Use this reference to decide which system is authoritative for a claim and how to work across common product-data stacks.

## Source Categories

- Product database or warehouse
  - Best for users, accounts, workspaces, teams, projects, content items, orders, bookings, and subscription state.
- Analytics events
  - Best for paths, screens, clicks, sessions, event timing, step completion, and client-side drop-off.
- Billing or revenue system
  - Best for trial starts, upgrades, renewals, cancellations, refunds, and plan mix.
- Release or experiment history
  - Best for pre/post rollout cohorts, exposed vs unexposed users, and change attribution.
- Support feedback or surveys
  - Best for turning complaints or qualitative claims into hypotheses to test behaviorally.
- Logs
  - Best for backfilling missing instrumentation or verifying whether an event path exists at all.

## Authority Rules

- Name the source that is authoritative for each claim.
- Do not average disagreeing systems. Quantify the gap.
- When the event stream and entity truth differ, say which one answers the question better.
- Keep an `uncertain` bucket when identity stitching, bot filtering, or source coverage is incomplete.
- Always report excluded traffic volume when internal, test, bot, or automation filters materially change the denominator.

## Common Stack Patterns

### Product DB + PostHog

- Use the database for user, account, workspace, content, order, or subscription truth.
- Use PostHog for funnel sequencing, page or screen paths, and timing cliffs.
- Reconcile identity carefully when anonymous traffic later becomes signed-in.
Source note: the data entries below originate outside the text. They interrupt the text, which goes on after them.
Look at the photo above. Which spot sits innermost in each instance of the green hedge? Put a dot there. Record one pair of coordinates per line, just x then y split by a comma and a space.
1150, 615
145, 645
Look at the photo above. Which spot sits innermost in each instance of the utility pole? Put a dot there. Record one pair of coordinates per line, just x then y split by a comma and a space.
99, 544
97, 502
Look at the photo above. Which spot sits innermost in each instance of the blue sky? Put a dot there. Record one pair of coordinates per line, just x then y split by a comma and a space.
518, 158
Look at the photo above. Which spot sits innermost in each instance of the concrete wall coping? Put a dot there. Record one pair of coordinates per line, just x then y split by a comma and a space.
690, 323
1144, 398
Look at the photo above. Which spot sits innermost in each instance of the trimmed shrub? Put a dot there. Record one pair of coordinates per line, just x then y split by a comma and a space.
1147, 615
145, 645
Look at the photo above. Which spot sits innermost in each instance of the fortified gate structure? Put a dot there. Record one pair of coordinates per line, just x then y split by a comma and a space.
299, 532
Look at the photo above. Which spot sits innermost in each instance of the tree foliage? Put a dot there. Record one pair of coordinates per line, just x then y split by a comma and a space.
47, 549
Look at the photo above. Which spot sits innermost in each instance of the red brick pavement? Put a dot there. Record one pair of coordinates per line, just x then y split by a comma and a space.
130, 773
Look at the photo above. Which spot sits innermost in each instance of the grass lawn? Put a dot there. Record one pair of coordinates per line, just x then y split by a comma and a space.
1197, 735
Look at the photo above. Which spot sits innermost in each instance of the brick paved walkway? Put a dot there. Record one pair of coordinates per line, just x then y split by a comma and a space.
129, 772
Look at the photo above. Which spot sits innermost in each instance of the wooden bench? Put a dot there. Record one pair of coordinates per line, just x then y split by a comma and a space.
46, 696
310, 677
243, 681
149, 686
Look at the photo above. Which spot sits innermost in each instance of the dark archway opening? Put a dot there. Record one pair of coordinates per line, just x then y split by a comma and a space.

### Product DB + Amplitude

- Use the database for canonical entities and monetization joins.
- Use Amplitude for pathing, retention curves, and behavioral cohorts.
- Be explicit about which Amplitude events are client-side proxies vs backend-confirmed actions.

### Product DB + Mixpanel

- Use the database for authoritative state transitions and historical truth.
- Use Mixpanel for event-level funnels and repeated behavior patterns.
- Watch for duplicate event names or mixed client/server instrumentation under one label.

### GA4 + Backend Events

- Use GA4 for traffic source, landing behavior, and broad site conversion flow.
- Use backend events or the database for account creation, checkout completion, fulfillment, and durable value events.
- Expect attribution gaps between anonymous web traffic and logged-in product usage.

### Stripe + Product Usage

- Use Stripe for trial, paid conversion, cancellations, renewals, and refunds.
- Use product usage data for value realization before and after billing moments.
- Test whether churn-like complaints map to weak usage before billing, short one-session use, or successful one-time completion.

### Warehouse-First Setups

- Use warehouse models as the reporting surface, but still state which upstream source owns each field.
- Check model freshness before drawing pre/post rollout conclusions.
- If model logic changes recently, treat it as part of release context.

## Release Context Questions

- What shipped recently in the funnel being studied?
- What copy, pricing, paywall, onboarding, or experiment changes define the relevant cohorts?
- Which high-traffic surfaces have not changed in weeks?
- If the metric moved without a related product change, is traffic mix, seasonality, or instrumentation a better explanation?

## Output Discipline

- Always show denominators.
- Always state the time window.
- Separate signal from speculation.
- If a metric is based on a proxy, say so plainly.